Chaque année, par le détroit d’Ormuz, transite entre un tiers et 40 % du trafic maritime mondial de pétrole et de produits pétroliers. L’essentiel de l’or noir exporté par l’Arabie saoudite, l’Iran, les Émirats arabes unis, le Koweït et l’Irak ainsi que la grande majorité du gaz naturel liquéfié du Qatar empruntent cette voie qui sépare les côtes iraniennes de celles du sultanat d’Oman. Le détroit d’Ormuz constitue ainsi l’un des corridors stratégiques du monde, emprunté chaque jour par plus d’une dizaine de tankers. Aussi, le 27 décembre, les menaces iraniennes de fermer ou de miner ce passage ont fait monter la tension au niveau international. Les cours du brut sont repartis à la hausse. Dès le 28 décembre, le porte-parole du ministère français des Affaires étrangères a indiqué: « Nous appelons les autorités iraniennes au respect du droit international et, en particulier, de la liberté de navigation dans les eaux internationales et les détroits. Le détroit d’Ormuz est un détroit international. En conséquence, tous les navires, quel que soit leur pavillon, bénéficient du droit de passage en transit, conformément à la Convention des Nations unies sur le droit de la mer, adoptée en 1982, et au droit international coutumier de la mer. » Toujours le 28 décembre, les États-Unis ont répliqué à la menace iranienne en affirmant « qu’aucune perturbation du trafic maritime dans le détroit d’Ormuz ne serait tolérée ». Ce pays maintient déjà dans le secteur une importante force navale, avec notamment une flotte basée à Bahrein. En signe d’avertissement concret, les États-Unis ont renforcé cette présence avec l’envoi de deux porte-avions. Le 8 janvier, le secrétaire américain à la Défense a de nouvel évoqué le sujet: « Nous avons été très clairs sur le fait que les États-Unis ne toléreront pas la fermeture du détroit d’Ormuz. C’est une autre ligne rouge pour nous et nous y répondrons. » La tension persiste donc à ce jour. Les cours du brut demeurent à des niveaux élevés, par exemple, plus de 113 dollars à Londres le 10 janvier 2012. La série de manœuvres navales menées par l’armée iranienne entre le 24 décembre 2011 et le 4 janvier 2012, dans le secteur du détroit en mer d’Oman et dans l’océan Indien, a largement contribué à entretenir la tension.

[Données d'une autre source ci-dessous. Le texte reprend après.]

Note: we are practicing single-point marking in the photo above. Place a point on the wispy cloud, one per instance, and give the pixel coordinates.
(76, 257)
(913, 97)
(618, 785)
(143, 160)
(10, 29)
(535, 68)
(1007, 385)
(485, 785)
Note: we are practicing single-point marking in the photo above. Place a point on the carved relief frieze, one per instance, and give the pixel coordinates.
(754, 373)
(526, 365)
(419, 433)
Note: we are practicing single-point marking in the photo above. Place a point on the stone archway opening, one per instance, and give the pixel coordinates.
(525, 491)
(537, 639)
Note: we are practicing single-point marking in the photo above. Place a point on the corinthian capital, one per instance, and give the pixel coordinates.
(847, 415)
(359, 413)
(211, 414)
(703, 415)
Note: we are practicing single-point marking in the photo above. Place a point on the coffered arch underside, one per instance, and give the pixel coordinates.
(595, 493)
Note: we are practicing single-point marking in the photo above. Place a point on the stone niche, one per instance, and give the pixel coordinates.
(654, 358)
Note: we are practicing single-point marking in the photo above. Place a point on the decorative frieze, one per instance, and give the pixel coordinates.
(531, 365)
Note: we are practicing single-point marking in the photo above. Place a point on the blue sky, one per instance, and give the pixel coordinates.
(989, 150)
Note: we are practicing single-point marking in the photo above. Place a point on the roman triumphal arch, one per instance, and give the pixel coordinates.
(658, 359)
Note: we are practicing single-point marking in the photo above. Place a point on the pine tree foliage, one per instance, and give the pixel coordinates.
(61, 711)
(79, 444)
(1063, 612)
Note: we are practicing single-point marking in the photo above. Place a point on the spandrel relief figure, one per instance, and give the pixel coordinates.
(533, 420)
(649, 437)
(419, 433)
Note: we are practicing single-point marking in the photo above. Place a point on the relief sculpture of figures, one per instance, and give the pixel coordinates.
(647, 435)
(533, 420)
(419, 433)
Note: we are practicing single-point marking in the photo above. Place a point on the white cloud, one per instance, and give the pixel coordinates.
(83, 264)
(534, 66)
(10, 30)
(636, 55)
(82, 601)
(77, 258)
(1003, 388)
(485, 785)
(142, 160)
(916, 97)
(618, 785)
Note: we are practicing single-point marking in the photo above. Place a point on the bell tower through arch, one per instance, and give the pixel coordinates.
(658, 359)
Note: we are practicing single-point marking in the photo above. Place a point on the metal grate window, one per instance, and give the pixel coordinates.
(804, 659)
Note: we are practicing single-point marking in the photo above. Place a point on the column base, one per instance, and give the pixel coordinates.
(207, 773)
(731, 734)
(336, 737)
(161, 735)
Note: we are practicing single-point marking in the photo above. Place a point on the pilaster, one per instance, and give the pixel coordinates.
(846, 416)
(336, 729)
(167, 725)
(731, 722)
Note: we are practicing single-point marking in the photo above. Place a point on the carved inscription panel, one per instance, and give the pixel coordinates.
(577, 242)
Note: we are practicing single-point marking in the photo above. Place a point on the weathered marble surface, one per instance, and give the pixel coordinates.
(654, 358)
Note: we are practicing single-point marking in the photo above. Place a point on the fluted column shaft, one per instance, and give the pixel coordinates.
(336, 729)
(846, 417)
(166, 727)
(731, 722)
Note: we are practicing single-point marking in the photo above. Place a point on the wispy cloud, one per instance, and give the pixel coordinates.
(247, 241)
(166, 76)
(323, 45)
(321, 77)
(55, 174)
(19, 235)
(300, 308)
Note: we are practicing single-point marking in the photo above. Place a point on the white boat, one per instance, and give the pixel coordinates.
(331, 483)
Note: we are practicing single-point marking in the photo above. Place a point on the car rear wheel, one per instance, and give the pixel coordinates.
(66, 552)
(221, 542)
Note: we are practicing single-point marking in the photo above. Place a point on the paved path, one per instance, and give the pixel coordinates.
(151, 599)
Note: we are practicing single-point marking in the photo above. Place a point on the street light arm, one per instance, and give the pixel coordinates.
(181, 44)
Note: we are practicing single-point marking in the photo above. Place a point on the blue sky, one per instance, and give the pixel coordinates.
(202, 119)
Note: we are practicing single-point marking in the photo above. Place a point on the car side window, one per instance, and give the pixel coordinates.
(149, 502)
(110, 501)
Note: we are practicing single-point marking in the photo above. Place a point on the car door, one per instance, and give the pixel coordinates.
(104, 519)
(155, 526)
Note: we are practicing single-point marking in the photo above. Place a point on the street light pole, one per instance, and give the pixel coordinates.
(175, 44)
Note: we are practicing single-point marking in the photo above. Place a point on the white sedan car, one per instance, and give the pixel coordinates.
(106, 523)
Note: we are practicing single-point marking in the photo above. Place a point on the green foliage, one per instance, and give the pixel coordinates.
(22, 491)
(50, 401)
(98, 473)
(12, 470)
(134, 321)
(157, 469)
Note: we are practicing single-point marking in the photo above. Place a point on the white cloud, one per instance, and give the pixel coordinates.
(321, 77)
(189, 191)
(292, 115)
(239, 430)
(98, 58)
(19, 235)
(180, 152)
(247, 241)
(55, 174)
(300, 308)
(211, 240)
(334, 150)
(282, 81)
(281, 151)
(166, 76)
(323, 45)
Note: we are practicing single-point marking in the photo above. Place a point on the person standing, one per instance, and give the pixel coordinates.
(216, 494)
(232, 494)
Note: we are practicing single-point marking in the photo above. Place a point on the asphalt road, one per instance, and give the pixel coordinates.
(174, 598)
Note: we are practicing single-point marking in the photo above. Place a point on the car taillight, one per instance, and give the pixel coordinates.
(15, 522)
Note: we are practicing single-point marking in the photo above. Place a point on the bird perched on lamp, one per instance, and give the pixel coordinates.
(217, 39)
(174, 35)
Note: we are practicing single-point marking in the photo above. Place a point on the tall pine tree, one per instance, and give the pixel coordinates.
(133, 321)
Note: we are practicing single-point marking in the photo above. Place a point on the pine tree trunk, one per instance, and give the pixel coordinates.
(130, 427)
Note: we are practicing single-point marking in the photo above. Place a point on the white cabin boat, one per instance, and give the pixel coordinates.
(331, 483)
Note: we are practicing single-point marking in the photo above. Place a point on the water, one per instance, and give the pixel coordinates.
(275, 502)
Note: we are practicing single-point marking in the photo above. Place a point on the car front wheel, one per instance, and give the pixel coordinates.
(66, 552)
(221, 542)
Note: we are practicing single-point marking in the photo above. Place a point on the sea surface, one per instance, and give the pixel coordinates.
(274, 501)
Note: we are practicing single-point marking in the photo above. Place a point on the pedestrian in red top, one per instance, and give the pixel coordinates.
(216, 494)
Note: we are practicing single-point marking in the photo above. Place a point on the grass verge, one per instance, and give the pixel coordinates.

VERS UN EMBARGO DU PETROLE IRANIEN
Les menaces iraniennes constituent une réponse au bras de fer qui oppose la république islamique aux occidentaux sur le sujet du nucléaire. Depuis la publication d’un rapport de l’Agence internationale de l’énergie atomique (AIEA), début décembre, les États-Unis, la Grande-Bretagne, la France et l’Allemagne envisagent un embargo du pétrole iranien, en plus des sanctions déjà prises, afin de forcer l’Iran à stopper son programme nucléaire civil soupçonné de dissimuler la mise au point d’une arme nucléaire. « Si les pays occidentaux imposent des sanctions sur les exportations de pétrole iranien, alors pas une goutte de pétrole ne pourra transiter par le détroit d’Ormuz », a déclaré le président Ahmadinejad. L’Iran produit 3,5 millions de barils de pétrole par jour (bpj) dont 500 000 bpj sont exportés vers les pays de l’Union européenne (UE). Une réunion des ministres des Affaires étrangères de l’UE consacrée à l’embargo pétrolier sur l’Iran est prévue le 23 janvier à Bruxelles. Il reste difficile à déterminer si l’Iran est capable d’empêcher la navigation maritime dans le détroit d’Ormuz. Les avis des experts sont partagés. Plusieurs rappellent les tensions lors de la guerre Iran-Irak (1980-1988) et un accrochage évité de justesse dans le détroit entre des vedettes iraniennes et des navires de guerre américains en 2008. L’incertitude est aussi élevée concernant l’attitude des États-Unis et des pays de l’UE sur le terrain si les dirigeants iraniens mettaient leur menace à exécution.